September 14, 2011
“HP is confused,” said CEO of SGI, Mark Barrenchea during a recent visit to India—and in his opinion, this confusion within HP and other companies, including IBM, is creating a wealth of opportunities for SGI.
As a recent article in the Times of India noted, “HP’s uncertainty is turning out to be good for Barrenechea’s U.S. based supercomputing company, which recently posted better than expected results, even in an uncertain economic environment.”
The SGI CEO claims that “ninety days back Leo Apotheker announced three strategies for the company and 90 days later, he killed two of them.” Among the strategies he refers are HP’s confessed interested in mobility, cloud computing and connectivity. Not long after those announcements, the company pulled back on one of its consumer tablet devices, which were central to the company’s mobile and connectivity plans.
SGI’s strength is, of course, its role in the high performance computing market—a potentially lucrative playing field for IBM and HP alike. However, according to Barrenechea, both of those companies are suffering from sloppy strategies that are leaving SGI with a host of potential sources for new business.
According to the Times, “HP and IBM are almost 100 times larger than SGI, which expects to grow 24% to $780 million in FY' 12. But Barrenechea says SGI competes with HP at least a couple of dozen times in a year.” They reported that Barrenechea, who supplies supercomputing servers to Nasa, says customers “don't want to stick on with a company, who may tomorrow exit high performance computing, leaving them in the lurch.”
"IBM just walked away from a customer at the University of Illinois, a $200-million dollar project.

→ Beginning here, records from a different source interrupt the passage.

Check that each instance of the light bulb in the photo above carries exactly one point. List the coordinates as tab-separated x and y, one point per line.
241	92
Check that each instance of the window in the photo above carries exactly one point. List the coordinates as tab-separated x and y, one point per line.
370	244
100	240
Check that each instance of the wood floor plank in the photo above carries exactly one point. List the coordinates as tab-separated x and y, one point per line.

I don't know how you will build a trusted relationship with a customer when you are willing to stand up to an important system and say just kidding," said Barrenechea.
According to the SGI CEO, "Technical computing is seeing a resurgence in many ways with many core processing, faster connectivity speeds, different price points to run tough math problems ... we are getting the sense that it's starting to hit an inflection point and starting to accelerate now," he said. Supercomputing power has crossed 20 petaflops per second, he says.